Buraya kadar yaptığımız açıklamalarla ayetin bu bölümündeki “lehu ma fi's-semavati ve ma fi'l-erd”, “lehu/Ona aittir” ifadesinin hem milkiyete hem de mülkiyete bakan bölümüne değindik.
“Ma fi's-semavat/göklerde bulunanlar”
Ayette neden ‘men/kim' değil de ‘ma/şey' denildiğini incelemeye çalışacağız. Bilindiği gibi arapçada ‘men' ism-i mevsulu akıl, bilinç ve şuur sahibi, olan varlıkları yani insanlar vd ifade etmektedir. Ma ism-i mevsul-u ise genelde taş, toprak, ağaç, ot, inek gibi bilinç ve akıldan yoksun olarak kabul ettiğimiz varlıklar için kullanılmaktadır. Ayet-i kerimede neden ‘men' yerine ‘ma' ism-i mevsulu kullanılmıştır acaba!?
Bu konuya değinen bazı müfessirler vardır. Bu soruya verilen cevapları ikiye ayırabiliriz.
İlki, ‘galebe' cevabı. Yani varlık sahasına baktığımızda genel ve çoğunluğu göz önüne alır, ona göre cevap veririz. Çoğunluğu söyleyince az ve nadir olanlar kendiliğinden bu işin içine girerler.

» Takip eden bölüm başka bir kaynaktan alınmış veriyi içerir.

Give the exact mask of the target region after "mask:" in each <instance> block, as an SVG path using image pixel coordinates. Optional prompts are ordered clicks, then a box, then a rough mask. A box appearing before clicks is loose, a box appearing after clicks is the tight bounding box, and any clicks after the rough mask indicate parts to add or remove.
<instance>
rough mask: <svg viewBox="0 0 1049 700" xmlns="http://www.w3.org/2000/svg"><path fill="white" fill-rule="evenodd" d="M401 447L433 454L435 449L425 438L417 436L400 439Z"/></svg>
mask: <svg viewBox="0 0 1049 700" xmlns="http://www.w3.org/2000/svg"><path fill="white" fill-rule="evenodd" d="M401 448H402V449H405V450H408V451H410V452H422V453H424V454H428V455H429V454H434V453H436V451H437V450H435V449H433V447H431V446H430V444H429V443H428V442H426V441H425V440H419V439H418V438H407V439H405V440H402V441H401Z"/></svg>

Kurtubî bu cevaba çok kısa bir şekilde işaret eder. O şöyle der: Göklerde ve yerde bulunan*lar arasında akıl sahibi varlıklar da bulunmakla birlikte (akıl sahibi olmayan varlıklar hakkında kullanılan) edatın kullanılması maksadın genel ve bütün varlıklar oluşundan dolayıdır.[3]